En février dernier, Radio France avait expliqué qu'Adèle Van Reeth souhaitait retrouver l'antenne et qu'elle acceptait d'anticiper son départ afin de préparer la rentrée 2026 dans les meilleures conditions. Une version qui n'avait convaincu qu'à moitié. En interne, plusieurs observateurs avaient vu dans cette sortie accélérée la conséquence d'une décision prise au plus haut niveau du groupe dirigé par Sibyle Veil.
Pour autant, son avocat, Me Stéphane Hasbanian, assure qu'il ne faut pas interpréter cette procédure comme une déclaration de guerre. Il parle d'une démarche « à titre conservatoire », destinée à préserver les droits de sa cliente dans le cadre d'une phase de conciliation. « Il n'y a rien de conflictuel », insiste-t-il, précisant qu'Adèle Van Reeth n'a pas été licenciée et qu'une première audience est fixée au 2 décembre 2026.

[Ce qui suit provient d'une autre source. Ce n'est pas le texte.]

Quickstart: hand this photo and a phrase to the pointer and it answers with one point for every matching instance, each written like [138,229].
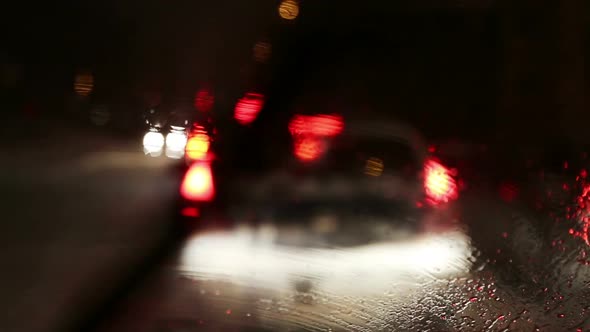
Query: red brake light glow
[439,185]
[204,100]
[197,146]
[308,132]
[319,125]
[308,148]
[197,184]
[247,108]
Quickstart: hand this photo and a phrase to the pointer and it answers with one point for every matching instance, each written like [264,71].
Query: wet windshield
[296,166]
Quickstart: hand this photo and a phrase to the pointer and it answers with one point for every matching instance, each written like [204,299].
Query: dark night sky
[448,62]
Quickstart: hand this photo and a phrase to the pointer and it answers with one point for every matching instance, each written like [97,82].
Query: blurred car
[326,165]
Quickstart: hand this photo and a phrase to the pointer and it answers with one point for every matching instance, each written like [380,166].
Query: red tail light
[309,131]
[247,108]
[197,146]
[439,184]
[308,148]
[204,100]
[197,184]
[319,125]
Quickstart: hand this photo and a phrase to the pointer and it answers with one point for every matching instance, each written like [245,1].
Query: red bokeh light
[192,212]
[204,100]
[320,125]
[197,146]
[248,107]
[197,184]
[439,185]
[308,148]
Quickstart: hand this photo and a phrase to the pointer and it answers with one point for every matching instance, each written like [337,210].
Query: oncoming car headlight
[153,142]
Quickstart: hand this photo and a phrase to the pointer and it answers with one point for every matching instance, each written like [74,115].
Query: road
[486,270]
[86,220]
[79,211]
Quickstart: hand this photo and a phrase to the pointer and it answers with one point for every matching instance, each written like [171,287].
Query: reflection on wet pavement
[290,278]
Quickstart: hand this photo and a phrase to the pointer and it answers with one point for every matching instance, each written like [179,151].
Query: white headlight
[176,141]
[153,141]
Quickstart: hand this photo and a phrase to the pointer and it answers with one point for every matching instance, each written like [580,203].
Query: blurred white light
[153,142]
[246,256]
[175,141]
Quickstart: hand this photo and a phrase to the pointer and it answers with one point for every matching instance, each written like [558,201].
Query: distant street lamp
[289,9]
[83,84]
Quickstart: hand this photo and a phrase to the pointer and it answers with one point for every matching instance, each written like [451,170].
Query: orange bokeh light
[197,146]
[197,184]
[439,185]
[247,108]
[308,148]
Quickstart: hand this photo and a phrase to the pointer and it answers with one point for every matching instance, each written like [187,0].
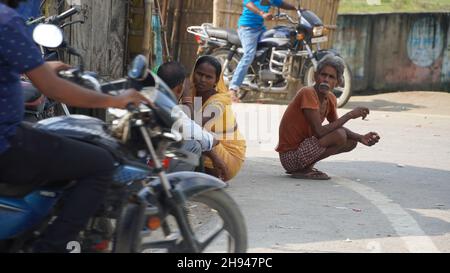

Depuis son départ, l'ancienne productrice de France Culture s'est faite particulièrement discrète. Loin des studios de la Maison de la Radio, elle s'est consacrée à l'écriture d'un nouvel ouvrage tout en poursuivant des discussions avec Radio France. Son retour à l'antenne n'est d'ailleurs pas exclu. Son avocat confirme que plusieurs options sont encore sur la table, tout en refusant d'en dévoiler la nature. De son côté, Radio France n'a pas souhaité commenter cette procédure.
Cette affaire intervient dans une période de profondes recompositions au sein de l'audiovisuel public. Après plusieurs mouvements à la tête des rédactions et des stations, le départ d'Adèle Van Reeth reste l'un des épisodes les plus commentés de l'année. La procédure engagée devant les prud'hommes pourrait désormais permettre d'en savoir davantage sur les coulisses d'une succession qui continue d'alimenter de nombreuses interrogations.